Ideally, symptoms will generally be relieved within 3-5 days if sprays containing the phenylephrine are used as directed, he said. Those directions typically direct patients to allow for 12 to 18 hours between uses. The results are even better if patients are able to handle taking corticosteroid nasal sprays for occasional congestion without over-using the phenylephrine, which can cause rebound congestion.

Dr. Gailen Marshall

“What we’ve found is the steroid nasal sprays can allow people to use decongestant nasal sprays for a longer period of time without any kind of rebound congestion,” he said, adding patients using sprays should spray it up into the nose while keeping the head more or less level. Users should also resist the urge to sniff too deeply while using it, as this doesn’t allow the spray to effectively get to swollen vessels without being swallowed, he said.

A third common decongestant, oxymetazoline, is found in Afrin and Zicam nasal sprays and is generally effective, with the same warnings in place against over-use.

In 2006, phenylephrine became the primary decongestant in most OTC cold and sinus meds when pseudoephedrine, found in regular Sudafed, went behind the counter and its quantities limited due to it being a key ingredient in making crystal methamphetamine. In Mississippi, as in all states, people must show proper identification before purchasing Sudafed and quantities are limited.

The systemic side effects Marshall notes for oral phenylephrine are also associated with pseudoephedrine, which could become more in demand this winter despite current federal limits if the FDA acts swiftly on products containing phenylephrine. He predicted there could be a “run” on both major decongestants even if the agency opts to simply relabel certain medications.

“The people who still like pseudoephedrine can still get it,” he said. “It’s just that they can’t buy a year’s supply at one time.”

For children, options are limited during the first two years of life but grow gradually as a child’s immune system develops. The FDA recommends no children under two should be given decongestants due to a seriously high risk of side effects.

Dr. Jessica Perkins

Coughs in children older than 1 can be alleviated safely with small doses of honey and with the use of a bulb syringe to mucus can be removed manually from a baby’s mouth and nose.

“One teaspoon of honey can be effective relieving cough,” said Dr. Jessica Perkins, associate professor of pediatrics and medicine and program director for the Allergy and Immunology Fellowship Program.

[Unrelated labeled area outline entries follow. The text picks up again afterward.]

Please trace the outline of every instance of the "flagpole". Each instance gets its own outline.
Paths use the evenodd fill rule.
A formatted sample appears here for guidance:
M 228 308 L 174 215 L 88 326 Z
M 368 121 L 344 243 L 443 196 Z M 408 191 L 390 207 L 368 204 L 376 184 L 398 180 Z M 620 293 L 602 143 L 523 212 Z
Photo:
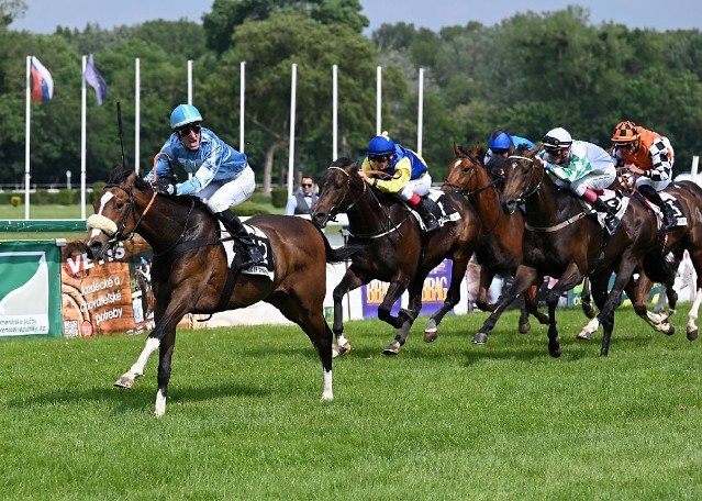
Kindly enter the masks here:
M 140 114 L 141 109 L 141 86 L 140 86 L 140 64 L 138 57 L 134 59 L 134 171 L 138 174 L 138 130 L 142 126 L 141 120 L 142 116 Z
M 86 64 L 88 56 L 82 56 L 80 73 L 80 219 L 86 219 Z
M 30 121 L 32 118 L 32 89 L 30 76 L 32 75 L 32 56 L 26 56 L 26 109 L 24 112 L 24 219 L 30 219 Z

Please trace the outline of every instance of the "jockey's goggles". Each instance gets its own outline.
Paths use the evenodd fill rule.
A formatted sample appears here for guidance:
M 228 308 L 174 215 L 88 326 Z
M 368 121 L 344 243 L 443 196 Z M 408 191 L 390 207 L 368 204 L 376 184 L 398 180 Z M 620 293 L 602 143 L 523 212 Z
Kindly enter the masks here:
M 180 137 L 186 137 L 188 135 L 190 135 L 190 132 L 194 132 L 196 134 L 200 134 L 200 131 L 202 130 L 202 125 L 200 125 L 199 123 L 190 123 L 188 125 L 185 125 L 180 129 L 176 129 L 176 133 L 180 136 Z

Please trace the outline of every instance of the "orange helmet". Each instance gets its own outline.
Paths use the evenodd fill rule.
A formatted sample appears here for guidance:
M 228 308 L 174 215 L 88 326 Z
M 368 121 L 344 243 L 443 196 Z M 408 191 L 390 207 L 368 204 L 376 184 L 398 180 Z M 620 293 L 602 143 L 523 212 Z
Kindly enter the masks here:
M 627 120 L 617 123 L 614 127 L 613 143 L 633 143 L 636 140 L 638 140 L 638 127 L 634 122 Z

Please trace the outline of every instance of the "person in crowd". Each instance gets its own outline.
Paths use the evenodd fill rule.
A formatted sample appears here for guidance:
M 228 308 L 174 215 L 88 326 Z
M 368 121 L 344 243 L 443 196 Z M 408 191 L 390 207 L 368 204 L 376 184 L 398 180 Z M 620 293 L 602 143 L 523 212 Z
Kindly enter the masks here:
M 248 267 L 261 263 L 264 256 L 246 232 L 244 224 L 230 210 L 247 200 L 256 188 L 254 170 L 245 154 L 237 152 L 212 131 L 202 126 L 200 111 L 191 104 L 179 104 L 170 113 L 172 133 L 160 148 L 175 164 L 192 174 L 186 181 L 174 183 L 168 177 L 170 168 L 164 155 L 156 162 L 156 179 L 151 170 L 145 177 L 154 189 L 165 194 L 194 194 L 241 242 L 248 259 Z
M 614 127 L 612 143 L 615 166 L 626 167 L 633 174 L 633 186 L 638 192 L 660 208 L 664 214 L 662 230 L 672 227 L 676 215 L 658 193 L 672 180 L 675 157 L 668 137 L 624 121 Z
M 300 190 L 288 198 L 286 215 L 310 214 L 316 203 L 316 194 L 313 191 L 314 179 L 311 176 L 302 176 Z
M 511 135 L 509 132 L 498 129 L 488 137 L 488 151 L 486 152 L 482 164 L 490 170 L 498 171 L 504 166 L 508 156 L 522 145 L 528 149 L 536 147 L 536 145 L 526 137 Z
M 613 235 L 620 222 L 614 210 L 594 191 L 609 187 L 616 178 L 610 154 L 595 144 L 573 141 L 562 127 L 548 131 L 542 147 L 537 155 L 544 160 L 546 170 L 556 178 L 556 183 L 568 187 L 597 211 L 604 213 L 604 225 Z
M 427 232 L 439 227 L 439 209 L 430 197 L 432 177 L 417 153 L 397 144 L 387 131 L 368 143 L 359 175 L 372 188 L 406 202 L 422 216 Z

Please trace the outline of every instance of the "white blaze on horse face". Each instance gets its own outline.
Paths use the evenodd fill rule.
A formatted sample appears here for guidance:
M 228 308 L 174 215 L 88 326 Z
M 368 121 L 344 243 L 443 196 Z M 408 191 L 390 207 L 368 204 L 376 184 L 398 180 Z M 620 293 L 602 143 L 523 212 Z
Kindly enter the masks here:
M 111 191 L 108 191 L 108 192 L 102 194 L 102 197 L 100 198 L 100 209 L 98 210 L 98 215 L 102 215 L 102 211 L 104 210 L 105 205 L 113 198 L 114 198 L 114 194 L 112 194 Z M 102 232 L 102 230 L 100 230 L 98 227 L 93 227 L 92 232 L 90 232 L 90 237 L 91 238 L 96 238 L 101 232 Z

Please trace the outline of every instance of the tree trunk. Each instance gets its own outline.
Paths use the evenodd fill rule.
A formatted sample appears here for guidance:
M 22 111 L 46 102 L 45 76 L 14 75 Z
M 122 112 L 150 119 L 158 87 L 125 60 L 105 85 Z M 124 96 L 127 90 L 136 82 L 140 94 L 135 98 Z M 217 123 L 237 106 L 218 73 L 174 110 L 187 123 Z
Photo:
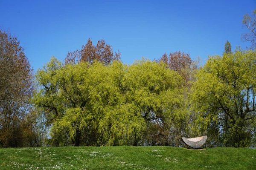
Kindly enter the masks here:
M 80 145 L 80 132 L 78 128 L 76 130 L 76 136 L 75 136 L 74 145 L 75 147 L 79 147 Z

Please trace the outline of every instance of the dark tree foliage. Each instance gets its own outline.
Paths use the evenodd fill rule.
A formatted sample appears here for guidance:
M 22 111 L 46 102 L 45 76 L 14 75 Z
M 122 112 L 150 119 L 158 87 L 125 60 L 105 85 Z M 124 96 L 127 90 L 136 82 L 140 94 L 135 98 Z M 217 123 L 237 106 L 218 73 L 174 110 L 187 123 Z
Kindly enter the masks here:
M 120 56 L 119 51 L 113 52 L 112 46 L 107 44 L 104 40 L 99 40 L 95 46 L 89 38 L 81 50 L 69 52 L 65 62 L 67 63 L 86 61 L 92 63 L 97 61 L 107 64 L 113 61 L 120 60 Z
M 229 41 L 225 43 L 225 53 L 230 53 L 231 52 L 231 44 Z
M 256 48 L 256 9 L 253 11 L 252 16 L 246 14 L 244 16 L 243 24 L 249 31 L 242 35 L 244 41 L 250 43 L 250 49 L 253 50 Z
M 165 53 L 157 61 L 163 62 L 169 69 L 177 72 L 186 82 L 193 79 L 193 72 L 198 68 L 189 54 L 180 51 L 171 52 L 169 56 Z
M 17 38 L 0 30 L 0 146 L 23 146 L 33 133 L 22 125 L 31 109 L 31 71 Z

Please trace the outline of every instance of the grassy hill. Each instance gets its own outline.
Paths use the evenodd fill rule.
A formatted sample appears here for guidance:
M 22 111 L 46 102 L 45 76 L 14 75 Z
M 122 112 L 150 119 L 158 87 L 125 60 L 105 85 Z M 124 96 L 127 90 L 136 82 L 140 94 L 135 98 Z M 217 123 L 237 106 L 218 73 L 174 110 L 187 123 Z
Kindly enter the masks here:
M 3 170 L 256 170 L 256 149 L 168 147 L 0 148 Z

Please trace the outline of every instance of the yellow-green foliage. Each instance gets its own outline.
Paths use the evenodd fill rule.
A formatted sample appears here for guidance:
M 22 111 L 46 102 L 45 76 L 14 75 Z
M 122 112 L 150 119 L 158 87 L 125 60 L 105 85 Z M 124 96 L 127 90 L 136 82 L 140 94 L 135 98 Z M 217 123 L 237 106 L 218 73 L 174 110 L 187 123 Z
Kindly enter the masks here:
M 211 123 L 218 122 L 227 129 L 224 143 L 249 144 L 255 118 L 256 53 L 237 51 L 211 57 L 196 77 L 191 104 L 198 114 L 200 129 L 206 130 Z
M 36 77 L 34 102 L 59 144 L 137 145 L 152 121 L 187 118 L 183 80 L 155 62 L 62 66 L 52 58 Z

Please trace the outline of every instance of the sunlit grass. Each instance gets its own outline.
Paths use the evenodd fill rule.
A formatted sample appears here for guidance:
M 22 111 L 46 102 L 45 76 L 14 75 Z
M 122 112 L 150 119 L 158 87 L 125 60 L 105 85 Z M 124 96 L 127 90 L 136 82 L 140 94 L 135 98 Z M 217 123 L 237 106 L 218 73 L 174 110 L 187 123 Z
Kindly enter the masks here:
M 1 170 L 256 170 L 256 150 L 168 147 L 0 149 Z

When they become toddlers, children can be given carefully measured doses of liquid antihistamines such as cetirizine (Zyrtec) to dry up a runny nose and relieve congestion, Perkins said. “For older children not at risk for choking, parents may start moving on to using throat lozenges and chest rubs such as Vicks to relieve a cough as well,” she said.

Some teens can consider taking adult decongestants such as pseudoephedrine, but experts stress caution and using as directed at all times.

“With supporting illness, we recommend plenty of fluids, nasal saline spray, cool mist humidifiers and honey for cough if anywhere above the age of a year old,” said Dr. Anza Stanley, associate professor of pediatrics and medical director at Batson Kids Clinic.

Age is only part of the reason people might find they or their children catch colds or have sinus infections this time of year, Marshall said. But regardless of age, parents and children alike can always find the best relief from cold season by their primary care providers.

Dr. Anza Stanley

“There’s parts of your face that change over time, especially in the nose,” Marshall said. “The size and shape of your nose change over time. It gets bigger, both outside and inside, plus your ears have gotten a little bit bigger. These are consequences of aging. As we get older, our bodies metabolize differently. And the reasons we get congested change. If the reasons change, the responses in medications change.

“If someone doesn’t get satisfactory relief from over-the-counter remedies, then it’s time to reach out to a healthcare provider and find out why. A person can find out the causes of perhaps being congested too often during the prime periods of the year for it, plus which medication and delivery method might be best for them.”